Prana es energía; ayama es el almacenamiento y distribución de esa energía. Mediante el pranayama aprendemos a hacer que la energía se mueva horizontal, vertical y circunferencialmente hacia las fronteras del cuerpo. Si podemos controlar la respiración, podemos controlar la mente y viceversa; por lo que deberíamos aprender a hacer  rítmica la respiración a través del pranayama. Pero éste debe ser practicado con la debida cautela, pues al igual que puede hacernos, puede deshacernos. El pranayama del Yoga estabiliza las reacciones metabólicas manteniendo un balance entre el sistema nervioso simpático y el parasimpático. Es la mente la que en definitiva determina el tipo de metabolismo en el cuerpo de una persona”, agrega la yogui. 

En el caso de lograr el embarazo no es necesario dejar de practicar yoga. Sin embargo, se recomienda a las mujeres empezar a practicar yoga antes de la concepción para mejorar su salud, el logro del equilibrio emocional y el correcto funcionamiento de las glándulas endocrinas.

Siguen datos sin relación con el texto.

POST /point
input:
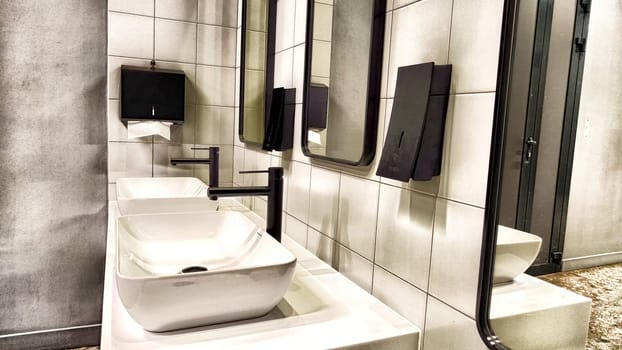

“Se aconseja a las mujeres embarazadas que tengan un cuidado especial durante los tres primeros meses. La madre necesita durante el embarazo sangre de buena calidad, rica en hemoglobina, y tener una presión arterial equilibrada. Las asanas son importantes para evitar signos peligrosos como la hipertensión, un rápido aumento de peso o albúmina en la orina. Durante este período hay peligro de aborto debido a anomalías en la formación de la placenta, a prolapso o a debilidad de los músculos uterinos. Es peligroso levantar mucho peso y dar saltos. Las asanas refuerzan los músculos de la pelvis y favorecen la circulación sanguínea en dicha región; fortalecen el aparato reproductor, trabajan la columna vertebral y hacen que el parto sea más llevadero”, concluye la profesora.